Now , as $\displaystyle \lim_{z\to 0}z.g(z)=0$ , so $g$ has a removable singularity at $z=0$ and consequently $f$ has a pole of order $2$ at $z=0$.

I'm confused that which is correct ? I could not find any mistake in both of my arguments. Can anyone detect the fallacy ?

Answer 1

You remember wrongly the result: a holomorphic function $f$ over $B_r(a)\setminus\{a\}$ (the punctured circle of radius $r$ around $a$) has a pole at $a$ if and only if it hasn't a removable singularity at $a$ but $(z-a)^nf(z)$ has a removable singularity at $a$ for some integer $n>0$. The minimum such integer is the order of the pole.

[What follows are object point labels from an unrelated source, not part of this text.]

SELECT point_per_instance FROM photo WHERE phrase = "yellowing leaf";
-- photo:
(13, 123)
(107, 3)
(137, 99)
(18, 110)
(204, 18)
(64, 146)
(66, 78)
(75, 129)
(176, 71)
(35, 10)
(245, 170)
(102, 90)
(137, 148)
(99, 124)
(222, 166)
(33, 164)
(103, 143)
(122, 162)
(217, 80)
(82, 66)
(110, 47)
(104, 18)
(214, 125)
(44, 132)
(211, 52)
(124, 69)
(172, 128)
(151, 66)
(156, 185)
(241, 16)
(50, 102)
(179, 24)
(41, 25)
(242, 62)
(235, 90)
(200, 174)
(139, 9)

It is easy to see that this is the same as saying that there exists an integer $m$ such that $(z-a)^mf(z)$ has a removable singularity and $$ \lim_{z\to a}(z-a)^mf(z)\ne0 $$ In this case, $m$ is uniquely determined and is the order of the pole.

It can be shown that if $f$ has a pole of order $m$ at $a$, then its representation as a Laurent series $$ f(z)=\frac{c_{-m}}{(z-a)^m}+ \frac{c_{-1}}{(z-a)}+c_0+c_1z+\dotsb $$ holds for every $z\in B_r(a)\setminus\{a\}$.

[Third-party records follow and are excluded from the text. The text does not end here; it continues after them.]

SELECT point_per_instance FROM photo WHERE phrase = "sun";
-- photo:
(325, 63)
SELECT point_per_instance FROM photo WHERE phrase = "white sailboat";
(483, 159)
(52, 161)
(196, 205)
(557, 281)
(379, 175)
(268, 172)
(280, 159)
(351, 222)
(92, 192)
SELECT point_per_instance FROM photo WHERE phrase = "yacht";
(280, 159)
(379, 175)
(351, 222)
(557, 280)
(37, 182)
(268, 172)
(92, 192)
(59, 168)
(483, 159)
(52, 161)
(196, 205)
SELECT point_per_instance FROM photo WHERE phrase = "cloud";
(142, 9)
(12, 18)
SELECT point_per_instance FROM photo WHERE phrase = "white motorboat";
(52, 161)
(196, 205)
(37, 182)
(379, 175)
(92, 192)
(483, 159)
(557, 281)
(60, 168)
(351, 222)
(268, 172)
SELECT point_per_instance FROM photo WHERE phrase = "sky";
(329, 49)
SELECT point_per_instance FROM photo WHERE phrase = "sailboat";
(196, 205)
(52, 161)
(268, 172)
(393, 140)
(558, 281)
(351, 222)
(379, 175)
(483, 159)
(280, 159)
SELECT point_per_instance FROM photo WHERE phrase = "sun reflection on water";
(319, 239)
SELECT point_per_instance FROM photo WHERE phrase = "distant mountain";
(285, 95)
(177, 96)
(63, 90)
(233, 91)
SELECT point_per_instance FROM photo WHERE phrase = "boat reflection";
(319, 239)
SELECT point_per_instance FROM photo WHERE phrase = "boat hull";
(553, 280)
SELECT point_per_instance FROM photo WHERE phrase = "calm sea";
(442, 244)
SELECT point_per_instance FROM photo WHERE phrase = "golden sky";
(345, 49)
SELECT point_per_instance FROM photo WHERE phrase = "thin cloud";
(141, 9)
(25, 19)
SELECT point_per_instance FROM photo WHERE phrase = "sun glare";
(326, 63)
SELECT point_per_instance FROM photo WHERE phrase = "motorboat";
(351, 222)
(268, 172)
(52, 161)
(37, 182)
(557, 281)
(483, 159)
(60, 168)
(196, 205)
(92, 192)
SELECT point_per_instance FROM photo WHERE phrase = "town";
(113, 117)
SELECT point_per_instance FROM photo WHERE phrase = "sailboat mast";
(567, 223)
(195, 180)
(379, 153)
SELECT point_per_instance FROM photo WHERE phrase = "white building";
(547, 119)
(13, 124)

In your case, the singularity at $0$ is not removable, but $$ zf(z)=\frac{z}{e^z-1}\frac{z}{\sin z} $$ has a removable singularity at $0$. Hence the order of the pole is $1$. Note that $\lim_{z\to0}zf(z)=1\ne0$.

Answer 2

Your first argument is correct. It has a pole of order 1.

For the second argument, where you go wrong is jumping to the conclusion that since $\lim_{z\rightarrow 0}g(z) = 0$ $g(z)$ has a removable singularity and $f(z)$ has a pole order 2. Think about what would happen if you instead let $g(z) = z^{27}f(z).$ You'd still have $g(z)\rightarrow 0.$ Does that mean that $g$ has a 27 'th order pole?